Think about the last time you had to make a big life change. Was it easy? Most people are adverse to change. With this reaction to change on an individual level it’s no wonder that change on a large scale, within a community or organization for example, presents a challenge. Here are five obstacles to change on an organizations scale and five ways to combat those obstacles.
1. Disingenuous leadership: Cecil Johnson reviews “The Leader Within: Learning Enough About Yourself to Lead Others” summarizing, “Leaders must make a concerted effort to know themselves and the values and personality elements that shape their leadership behavior.” With out this self-awareness, she notes, you may no portray the leadership qualities you think you are to your employees. For change to happen in an organization, employees have to have faith in leadership that their organization is not going down the wrong path and that the leader has employees interests in mind during periods of change. Knowing yourself will lead to more genuine leadership.
2. A culture that is resistant to change: if you have a culture in your organization or community of, “well we’ve always done things this way” it can be more difficult to create change. People often fear the unknown. One way to combat resistance, according to a Forbes article by U.S. Air force Lt. Col Dan Ward, is to “identify where seeds of change are already cultivated and encourage their propagation from niche to mainstream.” You might think, but you just said this was a culture where things are always done a certain way! True. However, no culture is stagnant. So grab onto the niches of change and help them grow. This allows change to grow organically, which will help with buy-in from your staff and/or community.
3. Lack of staff support for the organization’s mission. Without staff buy-in, an organization has no drive. Building staff support of your mission starts at the hiring process. Jossey-Boss Handbook suggests, “Not only is it desirable that staff share a passion for the organization’s mission, but they must also be motivated by the way in which their role facilitates reaching part of that mission.” Hire staff that believe in your mission and are passionate. Then help staff see how they contribute the organization’s mission. A strong belief in the mission can help individuals get behind changes. Especially if staff can see how these changes will help the organizations accomplish the mission.
4. Under communicating your vision: Without your vision, according to John Kotter's "Leading Change," transformation efforts can easily dissolve into a list of confusing, incompatible, and time-consuming projects that go in the wrong direction or nowhere at all. ” Clearly communicate your vision to staff including how it fits into the mission.
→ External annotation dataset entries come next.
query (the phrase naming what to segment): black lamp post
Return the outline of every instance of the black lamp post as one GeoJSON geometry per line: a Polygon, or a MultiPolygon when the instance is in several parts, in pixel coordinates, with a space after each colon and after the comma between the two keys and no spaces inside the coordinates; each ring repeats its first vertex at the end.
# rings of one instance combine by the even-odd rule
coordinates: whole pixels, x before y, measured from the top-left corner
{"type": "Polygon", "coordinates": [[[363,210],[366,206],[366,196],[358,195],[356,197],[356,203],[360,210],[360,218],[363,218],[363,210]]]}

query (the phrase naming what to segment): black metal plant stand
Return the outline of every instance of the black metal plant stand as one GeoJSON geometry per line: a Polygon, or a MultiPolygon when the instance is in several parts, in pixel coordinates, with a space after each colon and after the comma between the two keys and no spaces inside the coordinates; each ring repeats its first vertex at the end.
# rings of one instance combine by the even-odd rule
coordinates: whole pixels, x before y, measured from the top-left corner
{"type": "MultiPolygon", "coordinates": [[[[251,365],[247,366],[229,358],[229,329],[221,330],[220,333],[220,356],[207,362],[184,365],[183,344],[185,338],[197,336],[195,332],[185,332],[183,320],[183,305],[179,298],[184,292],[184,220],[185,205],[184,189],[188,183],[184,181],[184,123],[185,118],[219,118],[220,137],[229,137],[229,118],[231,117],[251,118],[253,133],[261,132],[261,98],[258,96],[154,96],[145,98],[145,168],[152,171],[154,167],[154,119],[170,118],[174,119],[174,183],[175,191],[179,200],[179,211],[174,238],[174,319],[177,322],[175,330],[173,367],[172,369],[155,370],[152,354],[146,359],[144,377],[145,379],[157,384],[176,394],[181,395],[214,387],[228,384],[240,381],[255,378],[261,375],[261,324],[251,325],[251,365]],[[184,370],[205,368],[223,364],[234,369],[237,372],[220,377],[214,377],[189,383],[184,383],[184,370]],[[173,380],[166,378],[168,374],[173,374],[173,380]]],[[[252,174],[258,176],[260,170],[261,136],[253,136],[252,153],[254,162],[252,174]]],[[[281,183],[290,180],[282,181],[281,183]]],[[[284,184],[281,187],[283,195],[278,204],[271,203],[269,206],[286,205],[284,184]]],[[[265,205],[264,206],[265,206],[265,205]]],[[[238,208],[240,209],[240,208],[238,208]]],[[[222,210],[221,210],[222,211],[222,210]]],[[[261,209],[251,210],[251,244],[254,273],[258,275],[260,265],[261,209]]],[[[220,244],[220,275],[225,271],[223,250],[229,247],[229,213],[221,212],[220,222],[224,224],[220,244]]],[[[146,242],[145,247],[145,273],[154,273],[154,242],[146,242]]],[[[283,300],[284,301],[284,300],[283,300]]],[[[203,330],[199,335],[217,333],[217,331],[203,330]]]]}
Communicate your vision at meetings, during one-on-one conversations, and at public events.
5. Lack of short-term Wins: According to John Kotter in Leading Change, “Running a transformation effort without serious attention to short-term wins is extremely risky.” Why? Because change can take a long time. Without short-term wins staff or community members may get frustrated and lost in the seemingly never-ending process to create change. Creating achievable short-term wins allows staff and/or community members to see and celebrate success. Create realistic short-term wins for your staff or community. These should be logical steps on your path the change. They should also be tangible and specific so that everyone can see and celebrate achievements.